RW: First, I’d tell them not to be afraid of teaching pronunciation. You might make mistakes occasionally at the beginning, but it’s far better to teach pronunciation and make occasional mistakes than not to teach it at all. You can’t change your learners’ ages, nor their different individual aptitudes for pronunciation, but as a teacher you can very strongly influence their attitude to it by showing them that pronunciation matters. Teach it, and teach it regularly. And value what you teach by including pronunciation in any interim or end-of-course evaluations.

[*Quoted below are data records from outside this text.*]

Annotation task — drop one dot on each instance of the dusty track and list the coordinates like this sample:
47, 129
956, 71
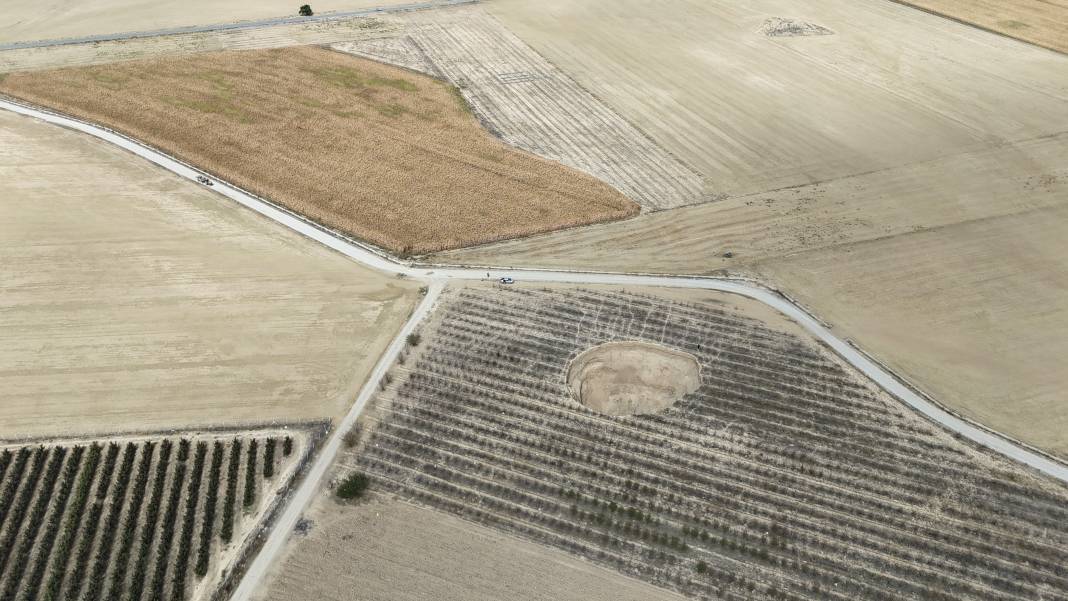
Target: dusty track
437, 279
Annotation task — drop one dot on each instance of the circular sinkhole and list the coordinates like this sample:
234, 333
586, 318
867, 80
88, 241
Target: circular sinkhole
632, 378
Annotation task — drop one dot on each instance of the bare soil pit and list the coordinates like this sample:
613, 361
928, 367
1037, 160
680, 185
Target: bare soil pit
632, 378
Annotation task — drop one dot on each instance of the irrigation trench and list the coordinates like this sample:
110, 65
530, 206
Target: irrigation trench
437, 278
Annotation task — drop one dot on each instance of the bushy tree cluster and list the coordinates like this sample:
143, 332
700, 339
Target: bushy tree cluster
226, 531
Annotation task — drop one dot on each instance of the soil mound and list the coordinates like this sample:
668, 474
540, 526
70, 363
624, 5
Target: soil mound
632, 378
788, 28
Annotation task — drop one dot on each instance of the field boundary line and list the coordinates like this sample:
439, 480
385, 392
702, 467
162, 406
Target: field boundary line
236, 26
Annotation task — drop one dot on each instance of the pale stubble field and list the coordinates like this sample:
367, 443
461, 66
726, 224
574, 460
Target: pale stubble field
905, 177
137, 301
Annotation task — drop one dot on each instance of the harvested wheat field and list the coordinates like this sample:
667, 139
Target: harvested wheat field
52, 19
192, 43
386, 155
134, 300
929, 246
782, 475
1043, 22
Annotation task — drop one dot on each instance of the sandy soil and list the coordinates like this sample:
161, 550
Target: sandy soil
170, 46
1043, 22
383, 154
949, 227
74, 18
389, 550
631, 378
135, 301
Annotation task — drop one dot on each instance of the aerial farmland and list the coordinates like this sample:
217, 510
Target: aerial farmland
462, 300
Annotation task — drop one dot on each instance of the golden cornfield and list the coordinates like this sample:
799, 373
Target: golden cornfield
389, 156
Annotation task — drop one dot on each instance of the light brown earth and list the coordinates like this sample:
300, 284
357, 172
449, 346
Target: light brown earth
906, 177
387, 155
76, 18
388, 550
135, 301
1043, 22
631, 378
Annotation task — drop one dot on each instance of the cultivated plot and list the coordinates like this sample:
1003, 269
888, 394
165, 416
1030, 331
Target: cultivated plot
437, 556
67, 18
1038, 21
782, 476
136, 300
170, 46
388, 156
532, 105
139, 518
842, 155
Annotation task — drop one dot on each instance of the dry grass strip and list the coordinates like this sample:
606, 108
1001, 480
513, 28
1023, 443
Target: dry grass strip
389, 156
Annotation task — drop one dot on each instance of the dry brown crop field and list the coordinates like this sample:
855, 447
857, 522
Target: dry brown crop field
181, 44
841, 155
136, 300
387, 155
1043, 22
785, 475
76, 18
531, 104
138, 518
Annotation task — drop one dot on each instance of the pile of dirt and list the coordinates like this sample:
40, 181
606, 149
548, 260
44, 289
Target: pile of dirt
632, 378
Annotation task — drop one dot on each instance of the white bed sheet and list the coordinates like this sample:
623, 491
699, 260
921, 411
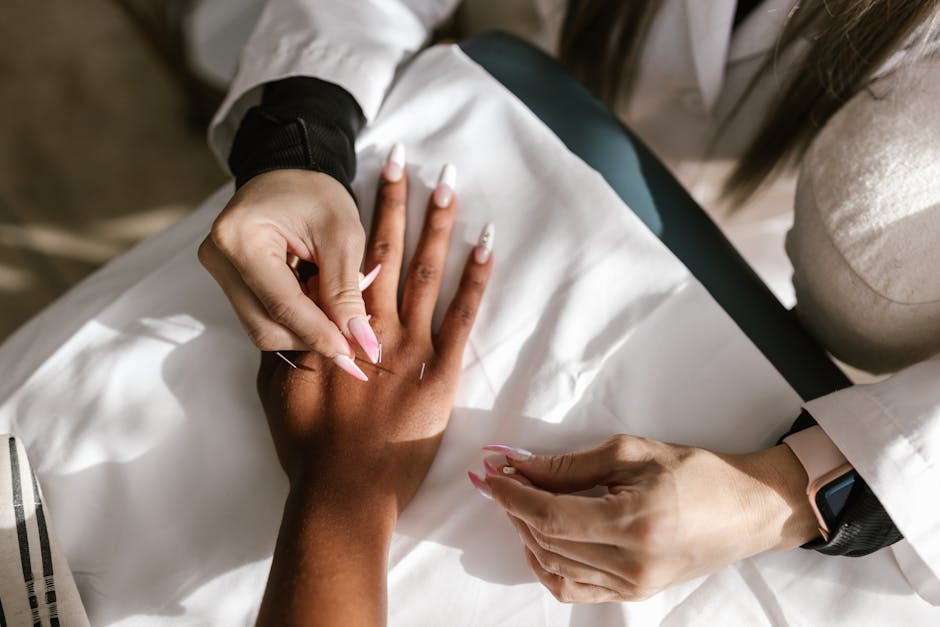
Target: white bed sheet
134, 395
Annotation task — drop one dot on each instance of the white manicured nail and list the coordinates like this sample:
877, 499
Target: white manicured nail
446, 184
481, 252
395, 164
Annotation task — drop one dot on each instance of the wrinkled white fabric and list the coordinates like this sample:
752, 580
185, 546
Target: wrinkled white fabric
134, 395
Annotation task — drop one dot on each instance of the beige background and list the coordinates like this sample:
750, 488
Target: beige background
100, 144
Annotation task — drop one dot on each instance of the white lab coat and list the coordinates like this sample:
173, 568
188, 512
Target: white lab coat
692, 71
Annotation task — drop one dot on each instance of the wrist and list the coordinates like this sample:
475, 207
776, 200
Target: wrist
785, 517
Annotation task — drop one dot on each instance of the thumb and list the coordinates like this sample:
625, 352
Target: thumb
568, 472
339, 293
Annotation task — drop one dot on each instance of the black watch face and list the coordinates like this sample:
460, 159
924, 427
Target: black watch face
832, 497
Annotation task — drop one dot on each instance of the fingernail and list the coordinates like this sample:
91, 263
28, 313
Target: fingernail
360, 329
490, 468
367, 280
481, 253
395, 164
480, 485
446, 184
347, 364
513, 453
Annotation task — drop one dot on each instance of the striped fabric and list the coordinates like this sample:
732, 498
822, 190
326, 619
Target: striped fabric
36, 586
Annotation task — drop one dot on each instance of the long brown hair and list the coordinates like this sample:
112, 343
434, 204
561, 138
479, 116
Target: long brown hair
601, 42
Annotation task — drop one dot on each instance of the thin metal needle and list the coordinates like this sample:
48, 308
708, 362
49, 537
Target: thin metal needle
278, 353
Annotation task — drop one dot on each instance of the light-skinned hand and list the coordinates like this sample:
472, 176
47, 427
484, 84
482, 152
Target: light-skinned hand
669, 513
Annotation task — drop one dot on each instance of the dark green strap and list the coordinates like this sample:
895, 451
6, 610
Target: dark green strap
593, 133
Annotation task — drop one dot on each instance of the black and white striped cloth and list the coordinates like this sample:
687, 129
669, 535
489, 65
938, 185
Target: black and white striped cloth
36, 585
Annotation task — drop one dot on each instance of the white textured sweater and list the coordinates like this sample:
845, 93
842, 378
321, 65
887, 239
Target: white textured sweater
865, 243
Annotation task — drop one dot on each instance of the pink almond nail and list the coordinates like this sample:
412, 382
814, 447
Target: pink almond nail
360, 329
512, 452
480, 485
481, 252
347, 364
446, 184
491, 469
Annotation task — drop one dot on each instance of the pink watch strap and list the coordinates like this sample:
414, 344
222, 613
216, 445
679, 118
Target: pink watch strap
818, 454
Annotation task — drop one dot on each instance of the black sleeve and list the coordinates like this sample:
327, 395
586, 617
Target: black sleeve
863, 526
302, 123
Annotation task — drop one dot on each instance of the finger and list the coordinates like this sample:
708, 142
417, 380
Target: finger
274, 284
423, 281
557, 562
563, 516
264, 332
387, 236
339, 256
568, 591
462, 312
580, 470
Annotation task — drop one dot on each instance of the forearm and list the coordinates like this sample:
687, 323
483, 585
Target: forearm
330, 561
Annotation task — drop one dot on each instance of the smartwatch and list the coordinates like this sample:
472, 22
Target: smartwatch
831, 477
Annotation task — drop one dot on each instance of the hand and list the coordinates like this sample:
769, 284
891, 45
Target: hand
291, 212
671, 513
356, 453
337, 435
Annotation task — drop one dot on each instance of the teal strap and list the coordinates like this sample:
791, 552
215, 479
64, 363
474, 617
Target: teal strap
593, 133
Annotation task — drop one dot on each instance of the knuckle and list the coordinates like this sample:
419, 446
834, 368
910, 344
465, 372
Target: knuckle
280, 311
390, 202
545, 520
204, 253
564, 591
264, 337
621, 446
382, 249
440, 220
551, 563
223, 234
473, 282
345, 296
423, 273
349, 236
464, 314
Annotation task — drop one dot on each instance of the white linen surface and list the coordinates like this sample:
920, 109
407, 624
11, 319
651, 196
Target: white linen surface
134, 395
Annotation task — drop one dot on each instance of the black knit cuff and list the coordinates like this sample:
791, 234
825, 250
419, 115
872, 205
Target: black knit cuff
302, 123
863, 526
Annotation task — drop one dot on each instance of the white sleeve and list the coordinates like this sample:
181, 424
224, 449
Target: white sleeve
865, 256
890, 432
357, 44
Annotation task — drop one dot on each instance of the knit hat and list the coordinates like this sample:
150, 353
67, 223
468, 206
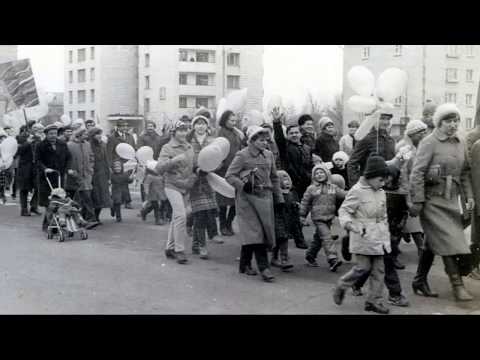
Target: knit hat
415, 126
254, 130
341, 155
375, 167
445, 111
324, 121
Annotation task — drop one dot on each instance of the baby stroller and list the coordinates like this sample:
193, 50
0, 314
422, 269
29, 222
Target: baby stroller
63, 215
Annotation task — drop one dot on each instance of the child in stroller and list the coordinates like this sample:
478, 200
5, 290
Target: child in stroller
64, 216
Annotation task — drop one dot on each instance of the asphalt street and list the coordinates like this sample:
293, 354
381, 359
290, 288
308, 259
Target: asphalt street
122, 269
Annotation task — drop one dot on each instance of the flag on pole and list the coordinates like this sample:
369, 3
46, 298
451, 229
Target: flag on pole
17, 83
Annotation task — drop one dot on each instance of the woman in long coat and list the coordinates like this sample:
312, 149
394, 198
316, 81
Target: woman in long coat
253, 173
235, 138
101, 198
440, 175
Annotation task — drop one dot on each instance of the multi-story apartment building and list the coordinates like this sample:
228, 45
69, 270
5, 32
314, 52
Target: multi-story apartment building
175, 80
442, 73
101, 80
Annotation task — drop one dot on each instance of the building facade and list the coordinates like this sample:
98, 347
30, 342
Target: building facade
442, 73
175, 80
100, 80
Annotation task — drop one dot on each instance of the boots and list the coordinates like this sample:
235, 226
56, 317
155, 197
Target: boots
420, 285
451, 268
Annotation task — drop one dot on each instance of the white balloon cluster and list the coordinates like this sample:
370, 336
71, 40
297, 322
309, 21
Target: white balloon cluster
371, 96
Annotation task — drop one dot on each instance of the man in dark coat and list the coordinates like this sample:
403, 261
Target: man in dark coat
52, 158
326, 145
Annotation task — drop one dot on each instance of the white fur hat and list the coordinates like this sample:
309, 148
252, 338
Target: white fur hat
443, 110
415, 126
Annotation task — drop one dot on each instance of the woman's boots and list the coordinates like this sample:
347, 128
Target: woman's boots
451, 268
420, 285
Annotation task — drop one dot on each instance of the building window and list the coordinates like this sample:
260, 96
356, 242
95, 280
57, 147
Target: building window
182, 79
81, 94
182, 104
202, 56
233, 59
147, 60
183, 55
451, 97
365, 53
469, 75
163, 93
469, 100
81, 75
146, 105
81, 55
202, 79
452, 75
452, 50
469, 50
398, 50
233, 82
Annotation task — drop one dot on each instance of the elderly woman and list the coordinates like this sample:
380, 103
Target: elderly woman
441, 175
235, 138
253, 173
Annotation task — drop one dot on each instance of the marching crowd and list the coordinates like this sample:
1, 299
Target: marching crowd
381, 191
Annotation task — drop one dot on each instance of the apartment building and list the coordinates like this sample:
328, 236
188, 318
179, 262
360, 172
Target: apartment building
175, 80
442, 73
101, 80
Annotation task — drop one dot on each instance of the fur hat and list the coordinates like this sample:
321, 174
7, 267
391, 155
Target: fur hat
415, 126
324, 121
341, 155
445, 111
376, 166
254, 130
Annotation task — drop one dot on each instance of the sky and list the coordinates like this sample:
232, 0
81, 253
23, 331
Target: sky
289, 70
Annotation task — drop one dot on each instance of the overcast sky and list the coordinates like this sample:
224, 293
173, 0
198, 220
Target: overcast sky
289, 71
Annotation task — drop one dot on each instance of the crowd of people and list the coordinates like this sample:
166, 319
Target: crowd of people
381, 192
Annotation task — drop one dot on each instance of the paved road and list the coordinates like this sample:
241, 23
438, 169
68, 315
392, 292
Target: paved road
121, 269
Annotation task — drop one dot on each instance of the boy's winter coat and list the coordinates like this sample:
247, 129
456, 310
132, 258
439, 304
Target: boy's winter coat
320, 198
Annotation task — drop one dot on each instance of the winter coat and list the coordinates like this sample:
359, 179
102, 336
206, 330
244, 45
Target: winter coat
325, 146
321, 198
101, 197
440, 174
347, 144
177, 176
296, 158
56, 159
120, 192
153, 140
254, 212
202, 196
366, 147
367, 210
82, 162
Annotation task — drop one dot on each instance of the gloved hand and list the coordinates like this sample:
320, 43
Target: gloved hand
248, 187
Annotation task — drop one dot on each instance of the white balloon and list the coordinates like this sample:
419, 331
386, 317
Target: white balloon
125, 151
391, 84
361, 80
362, 104
144, 154
220, 185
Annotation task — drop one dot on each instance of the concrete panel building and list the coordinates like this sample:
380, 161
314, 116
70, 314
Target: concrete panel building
442, 73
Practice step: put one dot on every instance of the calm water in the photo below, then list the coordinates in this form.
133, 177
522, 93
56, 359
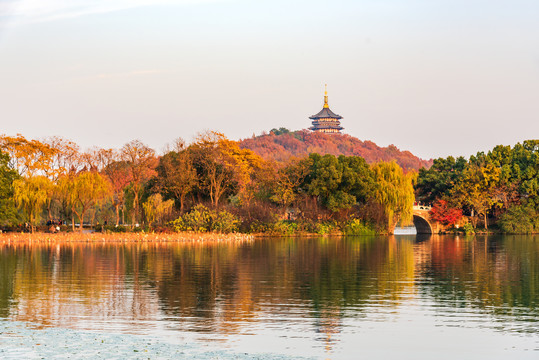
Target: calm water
329, 298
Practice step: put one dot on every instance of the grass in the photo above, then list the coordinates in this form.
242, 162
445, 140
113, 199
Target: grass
47, 238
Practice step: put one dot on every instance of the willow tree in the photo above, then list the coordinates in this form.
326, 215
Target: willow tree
8, 211
141, 162
84, 191
394, 192
30, 195
156, 209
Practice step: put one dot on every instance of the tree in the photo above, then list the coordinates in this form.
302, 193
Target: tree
156, 209
442, 212
28, 157
288, 181
394, 191
85, 190
141, 161
119, 175
176, 176
30, 195
438, 181
8, 211
339, 183
222, 166
477, 189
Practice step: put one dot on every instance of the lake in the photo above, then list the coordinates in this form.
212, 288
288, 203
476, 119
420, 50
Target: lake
408, 296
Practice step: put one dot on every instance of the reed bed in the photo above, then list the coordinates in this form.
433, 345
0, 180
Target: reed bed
186, 237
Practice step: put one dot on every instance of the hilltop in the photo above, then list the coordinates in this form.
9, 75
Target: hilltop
282, 144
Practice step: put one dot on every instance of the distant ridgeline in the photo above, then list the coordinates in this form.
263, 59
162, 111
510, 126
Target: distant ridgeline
281, 144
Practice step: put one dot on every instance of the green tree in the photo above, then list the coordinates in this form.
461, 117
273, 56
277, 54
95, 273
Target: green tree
8, 211
394, 192
176, 176
141, 161
156, 209
85, 190
477, 189
339, 182
438, 181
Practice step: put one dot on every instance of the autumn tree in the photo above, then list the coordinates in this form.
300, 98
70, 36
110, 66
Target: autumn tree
176, 176
288, 180
31, 194
156, 209
476, 190
119, 175
222, 166
28, 157
442, 212
7, 177
141, 163
438, 181
84, 191
394, 192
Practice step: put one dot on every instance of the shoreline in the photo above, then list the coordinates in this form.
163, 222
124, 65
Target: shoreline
97, 237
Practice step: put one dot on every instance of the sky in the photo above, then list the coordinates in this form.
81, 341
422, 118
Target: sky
435, 77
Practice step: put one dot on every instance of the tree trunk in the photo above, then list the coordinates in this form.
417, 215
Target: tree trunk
73, 218
182, 196
117, 207
81, 218
135, 209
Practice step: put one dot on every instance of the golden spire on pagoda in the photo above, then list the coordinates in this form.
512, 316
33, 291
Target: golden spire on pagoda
326, 106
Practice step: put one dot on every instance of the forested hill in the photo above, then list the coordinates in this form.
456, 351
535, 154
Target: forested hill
282, 144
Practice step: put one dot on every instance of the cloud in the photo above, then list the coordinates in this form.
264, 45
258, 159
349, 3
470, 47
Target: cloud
28, 11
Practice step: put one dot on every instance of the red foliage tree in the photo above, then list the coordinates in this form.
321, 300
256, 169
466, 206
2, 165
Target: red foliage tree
445, 214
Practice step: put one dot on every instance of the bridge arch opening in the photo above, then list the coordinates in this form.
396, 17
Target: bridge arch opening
420, 226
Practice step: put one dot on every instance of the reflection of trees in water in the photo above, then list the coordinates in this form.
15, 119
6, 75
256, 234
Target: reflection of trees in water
221, 287
496, 274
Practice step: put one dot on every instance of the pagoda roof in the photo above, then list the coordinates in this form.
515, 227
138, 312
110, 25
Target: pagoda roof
325, 114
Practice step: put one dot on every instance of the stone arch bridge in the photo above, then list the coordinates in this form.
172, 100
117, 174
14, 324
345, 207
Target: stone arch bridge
423, 223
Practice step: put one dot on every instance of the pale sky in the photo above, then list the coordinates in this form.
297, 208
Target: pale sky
436, 77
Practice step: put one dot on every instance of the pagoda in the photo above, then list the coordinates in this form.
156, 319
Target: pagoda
326, 121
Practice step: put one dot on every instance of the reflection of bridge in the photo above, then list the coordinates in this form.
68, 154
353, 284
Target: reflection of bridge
422, 221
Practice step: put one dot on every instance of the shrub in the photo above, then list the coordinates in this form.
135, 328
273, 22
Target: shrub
202, 219
468, 229
519, 219
224, 222
285, 227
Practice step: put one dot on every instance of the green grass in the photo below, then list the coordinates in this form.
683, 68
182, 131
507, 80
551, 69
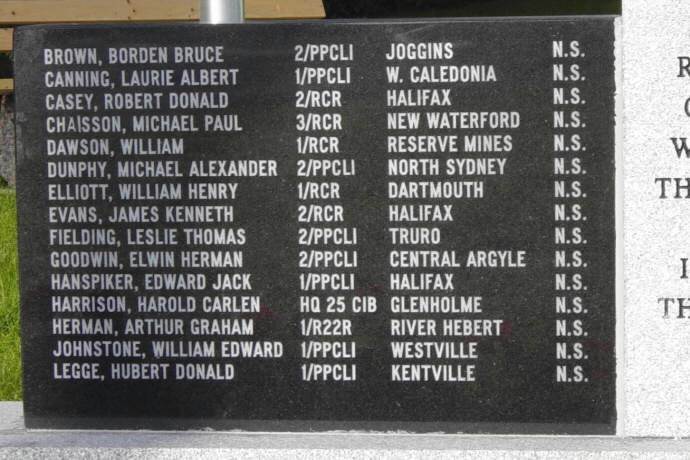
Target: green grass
10, 363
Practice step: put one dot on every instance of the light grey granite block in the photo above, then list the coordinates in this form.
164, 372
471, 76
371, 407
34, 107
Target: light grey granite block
655, 362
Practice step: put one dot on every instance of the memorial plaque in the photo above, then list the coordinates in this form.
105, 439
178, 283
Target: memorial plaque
314, 226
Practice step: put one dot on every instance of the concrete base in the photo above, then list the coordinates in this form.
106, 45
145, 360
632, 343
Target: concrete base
17, 442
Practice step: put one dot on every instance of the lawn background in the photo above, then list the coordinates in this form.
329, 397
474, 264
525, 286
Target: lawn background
10, 363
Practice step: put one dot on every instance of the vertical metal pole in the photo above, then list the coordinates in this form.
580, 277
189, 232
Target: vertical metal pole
222, 11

Secondly, I’d tell teachers who don’t have one of the prestige native-speaker accents that they can and should still teach pronunciation. I had a colleague from Glasgow, for example, who for a long time avoided teaching pronunciation for fear he’d ‘contaminate’ his learners. Yet he himself was perfectly understood wherever he went as a teacher trainer so his accent clearly wasn’t a problem. Similarly, non-native speaker teachers worry too much about not having a ‘perfect’ accent, by which they mean they don’t sound like a native speaker. But why should they? They aren’t native speakers. And, just as with my Glasgow colleague, if their experience of using English as they travel or when they are at conferences shows that their accent is intelligible to the vast majority of listeners, then their accent is not a problem.
More important still, I’d tell non-native speaker teachers, who are the huge majority of teachers around the world, that they bring something very special to pronunciation teaching – they bring their own personal experience of learning the pronunciation of English. No native speaker has this experience, nor ever can have it, but it is experience that can make a non-native speaker teacher an excellent instructor for pronunciation, as well as a meaningful, realistic target for learners to aspire to.